Reflections on Innateness in Machine Learning
Gary Marcus continues his innateness campaign in a recent arXiv submission (https://arxiv.org/abs/1801.05667). While I have some points of disagreement, I think he raises an interesting question: What innate knowledge, structure, and algorithms are required in a broad-scope AI agent? In this post, I’ll use the shorthand “innate KSA” to denote the knowledge, structure, and algorithms that need to be built into a learning AI system so that, when combined with experience, it can become an AI system with a broad set of capabilities.

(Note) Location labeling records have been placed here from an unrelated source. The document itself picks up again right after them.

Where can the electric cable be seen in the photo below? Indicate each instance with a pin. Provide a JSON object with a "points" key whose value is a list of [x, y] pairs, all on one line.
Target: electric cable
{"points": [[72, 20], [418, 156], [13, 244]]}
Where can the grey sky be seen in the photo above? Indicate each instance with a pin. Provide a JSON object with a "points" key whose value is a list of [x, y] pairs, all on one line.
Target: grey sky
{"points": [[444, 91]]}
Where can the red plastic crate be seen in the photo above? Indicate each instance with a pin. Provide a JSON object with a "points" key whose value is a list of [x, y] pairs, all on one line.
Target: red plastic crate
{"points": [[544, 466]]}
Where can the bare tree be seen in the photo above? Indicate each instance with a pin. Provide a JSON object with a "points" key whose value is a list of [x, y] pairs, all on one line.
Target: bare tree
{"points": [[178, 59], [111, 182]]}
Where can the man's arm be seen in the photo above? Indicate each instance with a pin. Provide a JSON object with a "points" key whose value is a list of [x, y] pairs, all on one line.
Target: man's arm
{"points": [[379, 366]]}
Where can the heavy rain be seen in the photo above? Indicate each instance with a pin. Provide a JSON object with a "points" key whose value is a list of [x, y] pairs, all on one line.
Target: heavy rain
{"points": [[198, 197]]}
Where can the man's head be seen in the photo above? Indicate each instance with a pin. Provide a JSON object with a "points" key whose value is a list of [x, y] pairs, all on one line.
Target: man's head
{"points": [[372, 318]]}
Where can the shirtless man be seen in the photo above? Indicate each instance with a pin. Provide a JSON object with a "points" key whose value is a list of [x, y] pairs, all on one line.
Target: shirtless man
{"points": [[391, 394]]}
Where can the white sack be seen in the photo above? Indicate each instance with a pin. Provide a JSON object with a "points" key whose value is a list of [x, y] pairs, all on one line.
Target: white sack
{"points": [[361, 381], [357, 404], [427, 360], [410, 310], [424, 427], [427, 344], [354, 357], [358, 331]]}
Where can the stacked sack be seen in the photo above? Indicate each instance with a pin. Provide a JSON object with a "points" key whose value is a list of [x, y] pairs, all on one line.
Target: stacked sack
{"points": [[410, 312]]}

Marcus is primarily interested in AI systems that have the same breadth of capabilities as humans. In the final section of his paper, he sketches two methodologies for deciding what innate KSA is needed: The “reductive” strategy and the “top down” strategy. Google Deepmind’s AlphaZero system exemplifies the reductive strategy. The methodology proceeds by building an AI system for one or more narrow tasks and then progressively broadening the set of tasks and adding or removing KSA as needed. If the set of tasks becomes broad enough, then the hope is that the minimal KSA needed to master all of those tasks will constitute the “innate KSA” that we seek to understand. (Marcus calls this “reductive”, because to create AlphaZero, the Deepmind team deleted aspects of AlphaGo Zero, such as rotation and reflection of the game board, that were only appropriate for Go. Perhaps a better name would be “task-driven minimalism”.)
The “top down” strategy involves studying humans (and other intelligent animals) to identify their innate KSA, encoding this innate KSA in AI systems, and then testing those systems to see if they can master the desired range of tasks. (The term “top down” is not a very good name for this; perhaps it should be called “transfer from biology” instead.)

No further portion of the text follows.